Derrière ce sigle barbare se cache le moteur de la nouvelle génération de l'intelligence artificielle, en particulier l'IA dite générative, c'est-à-dire capable de créer du texte, de la musique, des images ou de la vidéo sans intervention humaine, en réponse à une requête en langage courant, à l'instar de l'interface ChatGPT.

Le processeur graphique (GPU - graphics processing unit) ou carte graphique fonctionne comme une unité de calcul beaucoup plus rapide et puissante qu'un microprocesseur classique (CPU). Il est devenu indispensable pour gérer en temps réel les demandes des utilisateurs d'IA générative, qui nécessitent de traiter des quantités massives de données.

Le produit vedette de Nvidia, le H100, est de loin le plus demandé du secteur et vaut plusieurs dizaines de milliers de dollars pièce.

"Les GPUs sont nettement plus difficiles à trouver que de la drogue", avait ironisé, l'an dernier, Elon Musk, lors d'un événement organisé par le Wall Street Journal.

Selon le cabinet d'étude TrendForce, ChatGPT nécessite environ 30.000 GPU pour fonctionner.

Google, pour son activité d'informatique à distance (cloud), est également grand consommateur de processeurs Nvidia, de même qu'Amazon pour Amazon Web Services (cloud également) ou Microsoft.

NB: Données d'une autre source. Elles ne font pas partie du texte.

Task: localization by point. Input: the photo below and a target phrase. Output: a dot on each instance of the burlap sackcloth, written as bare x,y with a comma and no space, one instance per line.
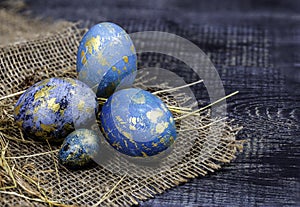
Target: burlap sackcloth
29,171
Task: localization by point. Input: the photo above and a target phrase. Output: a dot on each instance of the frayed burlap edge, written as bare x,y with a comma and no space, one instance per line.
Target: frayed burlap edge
18,185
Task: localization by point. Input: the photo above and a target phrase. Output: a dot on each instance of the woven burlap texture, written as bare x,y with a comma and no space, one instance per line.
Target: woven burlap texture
29,171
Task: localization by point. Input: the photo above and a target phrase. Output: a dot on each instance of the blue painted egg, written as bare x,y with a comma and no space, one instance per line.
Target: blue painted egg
79,149
50,109
106,59
137,123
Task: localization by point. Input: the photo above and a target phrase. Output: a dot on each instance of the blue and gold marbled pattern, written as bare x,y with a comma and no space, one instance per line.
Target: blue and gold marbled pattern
79,149
137,123
50,109
106,59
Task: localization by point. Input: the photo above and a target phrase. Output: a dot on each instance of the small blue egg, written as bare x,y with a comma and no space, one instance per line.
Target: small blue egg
79,149
137,123
106,59
50,109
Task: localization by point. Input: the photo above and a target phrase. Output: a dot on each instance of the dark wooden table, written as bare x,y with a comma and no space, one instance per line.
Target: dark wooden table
255,47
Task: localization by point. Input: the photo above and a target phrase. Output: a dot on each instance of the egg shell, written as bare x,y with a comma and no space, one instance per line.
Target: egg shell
106,59
50,109
137,123
79,149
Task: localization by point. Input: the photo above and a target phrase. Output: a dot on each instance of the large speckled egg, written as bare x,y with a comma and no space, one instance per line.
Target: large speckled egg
79,149
137,123
52,108
106,59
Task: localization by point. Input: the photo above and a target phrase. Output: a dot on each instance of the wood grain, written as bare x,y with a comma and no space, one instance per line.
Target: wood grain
254,45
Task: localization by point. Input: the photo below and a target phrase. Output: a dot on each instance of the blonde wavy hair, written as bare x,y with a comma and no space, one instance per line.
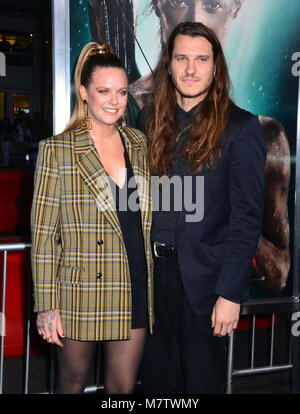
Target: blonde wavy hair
93,55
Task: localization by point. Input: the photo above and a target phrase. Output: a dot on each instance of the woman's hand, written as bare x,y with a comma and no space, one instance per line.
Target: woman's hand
49,326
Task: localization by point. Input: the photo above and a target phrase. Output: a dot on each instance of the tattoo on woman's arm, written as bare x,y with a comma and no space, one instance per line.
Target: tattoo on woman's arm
45,319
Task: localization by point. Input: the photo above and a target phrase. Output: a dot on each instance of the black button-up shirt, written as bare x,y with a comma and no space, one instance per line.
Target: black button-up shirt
164,223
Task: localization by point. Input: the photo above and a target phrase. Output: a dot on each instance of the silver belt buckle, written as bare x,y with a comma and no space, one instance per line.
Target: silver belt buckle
155,244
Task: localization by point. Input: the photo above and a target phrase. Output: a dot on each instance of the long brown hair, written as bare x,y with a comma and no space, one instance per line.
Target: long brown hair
210,118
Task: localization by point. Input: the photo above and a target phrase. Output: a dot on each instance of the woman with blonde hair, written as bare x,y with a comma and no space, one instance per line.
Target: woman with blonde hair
91,256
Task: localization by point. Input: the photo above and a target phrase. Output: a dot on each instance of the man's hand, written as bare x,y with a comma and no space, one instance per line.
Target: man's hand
225,316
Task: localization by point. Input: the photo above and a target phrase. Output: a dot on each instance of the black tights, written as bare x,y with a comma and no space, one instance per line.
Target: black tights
122,360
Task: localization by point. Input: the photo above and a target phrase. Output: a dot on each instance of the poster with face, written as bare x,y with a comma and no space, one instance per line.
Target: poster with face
259,38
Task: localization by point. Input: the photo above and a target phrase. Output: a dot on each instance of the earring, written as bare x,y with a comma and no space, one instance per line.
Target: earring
123,121
86,122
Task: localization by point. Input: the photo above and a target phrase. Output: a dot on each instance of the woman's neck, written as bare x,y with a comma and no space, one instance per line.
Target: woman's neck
100,133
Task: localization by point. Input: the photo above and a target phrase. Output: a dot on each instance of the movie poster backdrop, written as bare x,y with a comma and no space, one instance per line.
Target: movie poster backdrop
260,39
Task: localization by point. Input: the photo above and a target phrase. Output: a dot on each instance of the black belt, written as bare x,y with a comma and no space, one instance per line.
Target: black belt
163,250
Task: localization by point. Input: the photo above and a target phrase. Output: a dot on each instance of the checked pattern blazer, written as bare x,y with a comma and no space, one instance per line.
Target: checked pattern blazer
79,260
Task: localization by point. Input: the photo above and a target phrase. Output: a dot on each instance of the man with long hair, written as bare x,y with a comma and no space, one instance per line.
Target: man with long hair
201,266
271,266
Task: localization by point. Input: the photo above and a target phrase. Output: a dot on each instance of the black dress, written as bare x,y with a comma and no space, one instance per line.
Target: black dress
131,226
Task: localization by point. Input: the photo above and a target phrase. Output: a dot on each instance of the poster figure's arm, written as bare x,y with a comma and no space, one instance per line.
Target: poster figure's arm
113,22
272,261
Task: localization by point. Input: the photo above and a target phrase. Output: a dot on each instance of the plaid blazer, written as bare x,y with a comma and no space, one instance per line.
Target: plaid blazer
79,261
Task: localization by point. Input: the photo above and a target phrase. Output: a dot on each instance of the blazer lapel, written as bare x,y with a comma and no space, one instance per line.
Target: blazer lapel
138,160
95,177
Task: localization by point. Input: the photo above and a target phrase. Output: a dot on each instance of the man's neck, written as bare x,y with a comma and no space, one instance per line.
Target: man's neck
186,103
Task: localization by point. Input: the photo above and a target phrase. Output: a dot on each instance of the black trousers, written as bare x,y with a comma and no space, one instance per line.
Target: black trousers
182,356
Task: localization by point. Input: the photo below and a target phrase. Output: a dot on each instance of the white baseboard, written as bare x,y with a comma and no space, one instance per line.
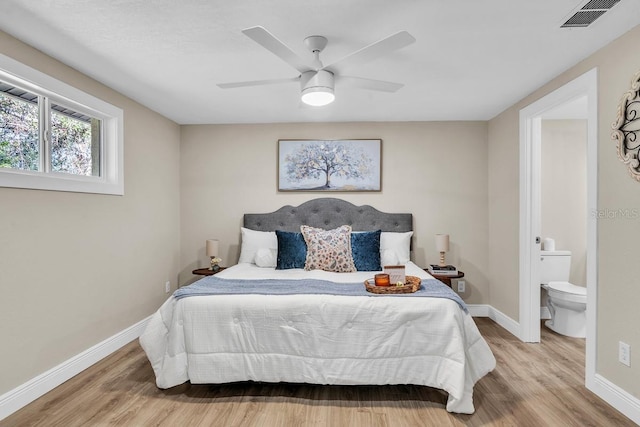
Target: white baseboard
26,393
624,402
505,321
545,313
478,310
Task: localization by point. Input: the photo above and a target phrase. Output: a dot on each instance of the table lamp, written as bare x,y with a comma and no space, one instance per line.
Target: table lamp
442,245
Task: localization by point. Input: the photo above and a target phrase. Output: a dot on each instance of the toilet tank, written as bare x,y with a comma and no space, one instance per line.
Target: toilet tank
555,266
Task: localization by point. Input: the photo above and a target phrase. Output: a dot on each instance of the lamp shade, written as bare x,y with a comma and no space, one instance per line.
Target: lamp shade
212,248
442,242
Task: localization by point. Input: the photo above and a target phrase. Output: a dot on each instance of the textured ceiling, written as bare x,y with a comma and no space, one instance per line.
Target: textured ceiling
472,59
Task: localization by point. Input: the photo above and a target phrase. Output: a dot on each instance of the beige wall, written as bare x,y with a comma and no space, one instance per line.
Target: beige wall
77,268
437,171
618,296
564,191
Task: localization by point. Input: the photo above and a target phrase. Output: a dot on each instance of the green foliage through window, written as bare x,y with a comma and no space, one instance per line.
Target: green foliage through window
73,142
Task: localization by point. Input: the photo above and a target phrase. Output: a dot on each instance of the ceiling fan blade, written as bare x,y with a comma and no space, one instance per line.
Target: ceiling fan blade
362,83
257,83
267,40
373,51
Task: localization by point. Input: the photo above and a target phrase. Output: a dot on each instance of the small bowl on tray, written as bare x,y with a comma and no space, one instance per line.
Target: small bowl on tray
412,284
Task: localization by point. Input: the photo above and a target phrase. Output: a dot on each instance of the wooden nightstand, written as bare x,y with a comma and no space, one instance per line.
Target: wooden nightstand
206,271
446,279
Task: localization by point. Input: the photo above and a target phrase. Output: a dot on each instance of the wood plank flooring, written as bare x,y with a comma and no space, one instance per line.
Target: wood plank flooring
533,385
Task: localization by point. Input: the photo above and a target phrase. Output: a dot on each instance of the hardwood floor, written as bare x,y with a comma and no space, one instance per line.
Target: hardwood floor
532,385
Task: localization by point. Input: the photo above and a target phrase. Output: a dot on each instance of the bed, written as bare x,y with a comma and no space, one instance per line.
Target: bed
257,322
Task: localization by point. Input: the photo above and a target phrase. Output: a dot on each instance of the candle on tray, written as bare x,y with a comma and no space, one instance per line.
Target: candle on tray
382,279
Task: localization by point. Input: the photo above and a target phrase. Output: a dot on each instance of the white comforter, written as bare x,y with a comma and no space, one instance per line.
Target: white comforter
318,339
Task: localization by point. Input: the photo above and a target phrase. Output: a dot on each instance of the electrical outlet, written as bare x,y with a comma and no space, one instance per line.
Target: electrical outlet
624,353
461,286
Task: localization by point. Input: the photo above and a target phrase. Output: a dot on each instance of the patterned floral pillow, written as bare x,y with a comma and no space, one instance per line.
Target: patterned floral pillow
328,250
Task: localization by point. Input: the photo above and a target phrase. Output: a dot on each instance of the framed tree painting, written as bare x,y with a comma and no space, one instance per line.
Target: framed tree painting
329,165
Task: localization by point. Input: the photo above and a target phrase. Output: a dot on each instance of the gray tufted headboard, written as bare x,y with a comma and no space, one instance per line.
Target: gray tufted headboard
329,213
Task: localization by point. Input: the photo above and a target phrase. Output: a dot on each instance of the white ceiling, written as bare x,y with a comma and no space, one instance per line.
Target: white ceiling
472,59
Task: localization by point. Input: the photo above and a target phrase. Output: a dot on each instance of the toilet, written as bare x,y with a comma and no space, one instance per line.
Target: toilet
567,302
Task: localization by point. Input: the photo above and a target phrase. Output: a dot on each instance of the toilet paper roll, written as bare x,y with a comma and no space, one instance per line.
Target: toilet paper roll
548,244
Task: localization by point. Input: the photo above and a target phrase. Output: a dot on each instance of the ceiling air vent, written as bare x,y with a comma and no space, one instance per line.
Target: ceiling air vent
589,13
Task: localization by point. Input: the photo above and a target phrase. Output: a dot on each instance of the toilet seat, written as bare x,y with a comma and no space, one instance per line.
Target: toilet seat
567,291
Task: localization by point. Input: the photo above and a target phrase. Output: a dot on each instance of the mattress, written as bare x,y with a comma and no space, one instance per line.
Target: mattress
318,339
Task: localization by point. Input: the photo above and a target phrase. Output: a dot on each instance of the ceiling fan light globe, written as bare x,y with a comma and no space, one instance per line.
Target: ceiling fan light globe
318,96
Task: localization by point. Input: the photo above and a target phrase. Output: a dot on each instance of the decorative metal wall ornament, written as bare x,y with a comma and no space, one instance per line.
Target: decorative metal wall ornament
626,128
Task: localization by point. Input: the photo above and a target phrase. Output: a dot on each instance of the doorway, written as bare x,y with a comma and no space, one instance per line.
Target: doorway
582,89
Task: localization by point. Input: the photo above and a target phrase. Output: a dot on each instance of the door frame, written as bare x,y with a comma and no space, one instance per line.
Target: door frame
530,167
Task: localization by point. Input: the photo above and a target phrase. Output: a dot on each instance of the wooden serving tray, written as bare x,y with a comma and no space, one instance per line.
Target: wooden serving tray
412,284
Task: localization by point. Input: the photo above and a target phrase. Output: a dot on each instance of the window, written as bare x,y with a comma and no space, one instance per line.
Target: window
55,137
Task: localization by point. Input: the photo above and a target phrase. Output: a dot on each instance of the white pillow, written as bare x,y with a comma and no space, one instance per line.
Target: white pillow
266,258
253,240
397,243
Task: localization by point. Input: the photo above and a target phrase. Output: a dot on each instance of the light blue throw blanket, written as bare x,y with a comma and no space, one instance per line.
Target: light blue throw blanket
212,285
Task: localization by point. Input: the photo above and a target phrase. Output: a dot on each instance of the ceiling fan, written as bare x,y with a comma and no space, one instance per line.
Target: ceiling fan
317,80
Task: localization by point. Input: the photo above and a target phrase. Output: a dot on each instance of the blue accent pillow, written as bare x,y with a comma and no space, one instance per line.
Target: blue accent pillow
365,249
292,250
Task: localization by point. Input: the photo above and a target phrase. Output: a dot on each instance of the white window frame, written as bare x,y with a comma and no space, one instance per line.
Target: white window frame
111,179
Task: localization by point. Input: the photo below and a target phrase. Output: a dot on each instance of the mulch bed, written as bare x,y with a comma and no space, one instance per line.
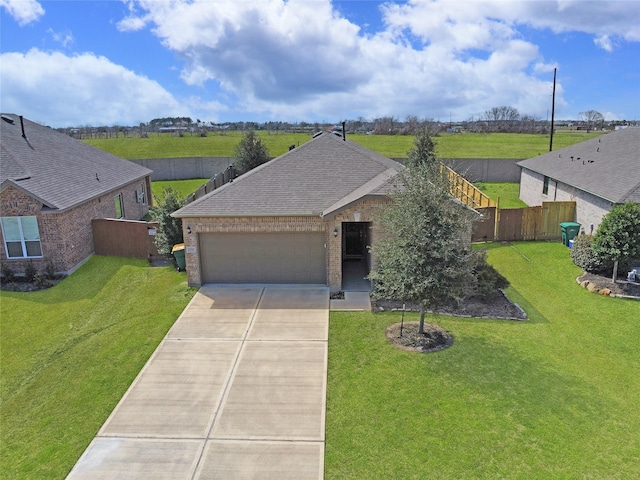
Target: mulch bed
498,306
19,284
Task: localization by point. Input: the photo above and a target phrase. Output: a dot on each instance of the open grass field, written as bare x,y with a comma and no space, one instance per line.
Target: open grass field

Les concurrents loin derrière

Les deux principaux rivaux de Nvidia sur le marché des cartes graphiques sont deux groupes américains, AMD (Advanced Micro Devices) et Intel, aux origines bien plus anciennes. Selon le cabinet Jon Peddie Research, Nvidia pesait 88% des GPU autonomes livrés dans le monde au premier trimestre 2024.

Nvidia conçoit ses processeurs, mais ne possède pas de site de production propre, à l'image d'AMD ou d'Apple. Si le groupe est volontairement évasif sur sa chaîne d'approvisionnement, selon plusieurs spécialistes et médias l'essentiel de ses produits sont fabriqués par la Taiwan Semiconductor Manufacturing Company, ou TSMC, référence mondiale des semi-conducteurs.

Image légendée
Jensen Huang, patron du groupe américain Nvidia, photographié à Taipei le 2 juin 2024, lors du salon Computex © AFP Sam YEH

Jensen Huang, un patron atypique

Né à Taïwan, Jensen Huang est un patron atypique, au style direct, adepte de l'humour à froid, et à l'allure décontractée. A l'instar du col roulé de Steve Jobs d'Apple, le blouson de cuir qu'il porte souvent lors des présentations de Nvidia est devenu sa signature vestimentaire.

Celui qui, à neuf ans, fut envoyé en pension par ses parents dans un hameau du Kentucky, est un partisan de "la tolérance pour la prise de risque" et de la propension d'une entreprise "à être suffisamment flexible pour changer de trajectoire rapidement".

Peu après la naissance de Nvidia, le groupe a ainsi renoncé à un contrat avec le grand nom des consoles Sega pour se réorienter vers un nouveau processeur capable d'être compétitif sur le marché des ordinateurs personnels (PC), frôlant, au passage, le dépôt de bilan.